Ces portraits hollywoodiens, en noir et blanc ou en couleurs, sont étonnants. Les visages ne sont pas sacralisés, ils respirent. Aucun désir de perfection, le photographe ne cherche pas à diviniser ses modèles, il reste dans une proximité bienveillante, comme à égalité avec son sujet. Partage de la réalité ? « C’était du vrai journalisme. Les gens ne se rebiffaient pas car nous étions courtois. Il n’était pas question de photographier quelqu’un sans son consentement, même si nous pratiquions aussi la photo à la volée. Moi, j’avais une bonne réputation, j’étais gentil et correct, ce qui est essentiel pour convaincre les modèles ou leurs agents. Et je n’ai jamais refusé de retoucher un mauvais pli… »
Sa recette miracle : « Il n’y a aucune règle pour photographier quelqu’un, surtout quand il s’agit de gens qui le sont sans cesse. Moi, j’aime être assez près. Les yeux ont de l’importance, et si vous n’avez aucune idée, cela peut vous sauver. Ce n’est pas dur de portraiturer quelqu’un, mais il faut du talent. Et le talent, c’est comme l’amour, c’est mystérieux, personne ne sait d’où ça vient. »
Willy Rizzo avait toujours un mot agréable pour ses pairs, ceux de Match (« le plus beau d’entre nous, Jean-Pierre Pedrazzini »), comme ceux qu’il croisait ici et là. Helmut Newton, avec lequel il aimait à parler des paparazzi (« Discrétion, rapidité, patience, telles sont les qualités des paparazzi »).

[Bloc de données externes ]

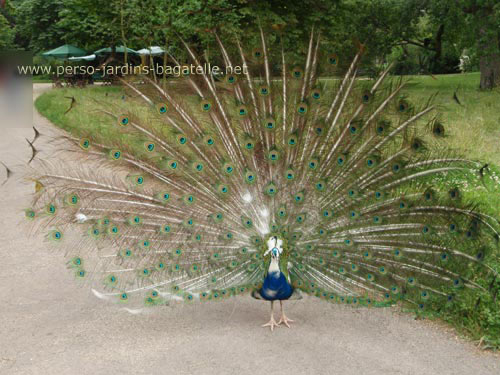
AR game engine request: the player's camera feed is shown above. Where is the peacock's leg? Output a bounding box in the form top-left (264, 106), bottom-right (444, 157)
top-left (277, 300), bottom-right (294, 328)
top-left (262, 301), bottom-right (279, 331)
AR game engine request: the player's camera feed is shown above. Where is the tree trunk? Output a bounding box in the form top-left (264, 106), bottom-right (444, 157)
top-left (477, 14), bottom-right (500, 89)
top-left (479, 52), bottom-right (500, 89)
top-left (430, 24), bottom-right (444, 73)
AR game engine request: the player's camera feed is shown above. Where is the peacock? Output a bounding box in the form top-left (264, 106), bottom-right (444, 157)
top-left (24, 28), bottom-right (499, 332)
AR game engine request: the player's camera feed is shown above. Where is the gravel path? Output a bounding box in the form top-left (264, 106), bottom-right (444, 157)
top-left (0, 84), bottom-right (498, 375)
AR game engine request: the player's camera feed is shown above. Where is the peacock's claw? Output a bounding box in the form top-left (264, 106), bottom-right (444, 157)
top-left (262, 316), bottom-right (279, 332)
top-left (278, 314), bottom-right (294, 328)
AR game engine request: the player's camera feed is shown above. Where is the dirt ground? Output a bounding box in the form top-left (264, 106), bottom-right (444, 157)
top-left (0, 84), bottom-right (498, 375)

Ou Irving Penn, côtoyé au temps de Vogue quand Rizzo faisait de la photo de mode : « Il travaillait sans bruit, sans musique, même son assistant devait porter des semelles de crêpe. Avant chaque prise de vues, il faisait repeindre tout le studio en noir, seule la source de l’objet à photographier était éclairée. Moi non plus, je ne mettais pas de musique, et les filles disaient : “Oh Willy, mets-nous un disque pour qu’on se réveille ”. Mais je refusais, sachant qu’elles allaient m’oublier et ne penser qu’à la musique. Penn, c’est un numismate de la photographie ; pour une robe, il faisait cent photographies. »

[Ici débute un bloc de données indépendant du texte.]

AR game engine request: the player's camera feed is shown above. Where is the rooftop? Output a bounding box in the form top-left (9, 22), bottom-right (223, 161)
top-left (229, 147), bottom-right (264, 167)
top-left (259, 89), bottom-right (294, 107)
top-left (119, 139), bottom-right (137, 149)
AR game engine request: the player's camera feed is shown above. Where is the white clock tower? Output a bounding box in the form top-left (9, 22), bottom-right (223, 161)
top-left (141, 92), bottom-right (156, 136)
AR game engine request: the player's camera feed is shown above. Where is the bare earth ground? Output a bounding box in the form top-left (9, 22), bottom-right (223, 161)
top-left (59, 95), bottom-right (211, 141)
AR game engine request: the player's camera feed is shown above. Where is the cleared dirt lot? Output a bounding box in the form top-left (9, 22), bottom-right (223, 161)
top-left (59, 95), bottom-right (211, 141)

Malgré sa fantaisie naturelle, Willy Rizzo était plutôt un photographe classique, un esprit synthétique, même s’il ne manquait pas d’audace. Ainsi lorsqu’il immortalisa Bernadette Lafont en louve romaine, entièrement nue, un portrait « magnifique » qu’adore la galeriste Agathe Gaillard. Ou lorsqu’il accepta les caprices de Salvador Dali, réclamant la scène de l’Opéra avec une danseuse étoile. Ou lorsqu’il fit poser André Pieyre et Bona de Mandiargues, comme s’ils répétaient une pièce d’Harold Pinter, elle, collier de perles, bras nus et mains sur les hanches, lui, à terre, comme terrassé par le trac.

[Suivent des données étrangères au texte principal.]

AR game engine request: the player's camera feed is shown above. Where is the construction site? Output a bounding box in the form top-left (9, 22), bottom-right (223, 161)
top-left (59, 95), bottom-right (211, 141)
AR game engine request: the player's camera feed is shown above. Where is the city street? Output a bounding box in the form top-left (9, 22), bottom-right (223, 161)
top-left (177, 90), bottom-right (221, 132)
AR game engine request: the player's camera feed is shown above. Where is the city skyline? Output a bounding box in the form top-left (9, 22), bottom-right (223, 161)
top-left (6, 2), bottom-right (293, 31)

Délaissant la photographie, Willy Rizzo a aussi dessiné du mobilier lorsqu’il vécut à Rome : « La photo et le mobilier, c’est la même gamberge. Je n’avais pas envie d’avoir des meubles suédois avec des posters de Warhol. » Ses meubles – canapés, tables tournantes, consoles, lampes – eurent beaucoup de succès, on peut encore les acheter.
Un temps, il s’y consacra, puis revint à sa passion, la photographie. À laquelle s’associa son épouse Dominique en classant tous ses négatifs empilés dans des valises. « J’ai toujours aimé mon métier, j’en suis fier. Nous avons été parfois considérés comme de faux artistes qui copiaient la vie. Or, c’est l’inverse, nous avons sauvé des visages de l’oubli. »
Certaines citations sont extraites de Mes stars, l’album secret de Willy Rizzo, Filipacchi, écrit en collaboration avec Jean-Pierre de Lucovich & Mémoires d’une galerie, Agathe Gaillard, paru chez Gallimard en 2013.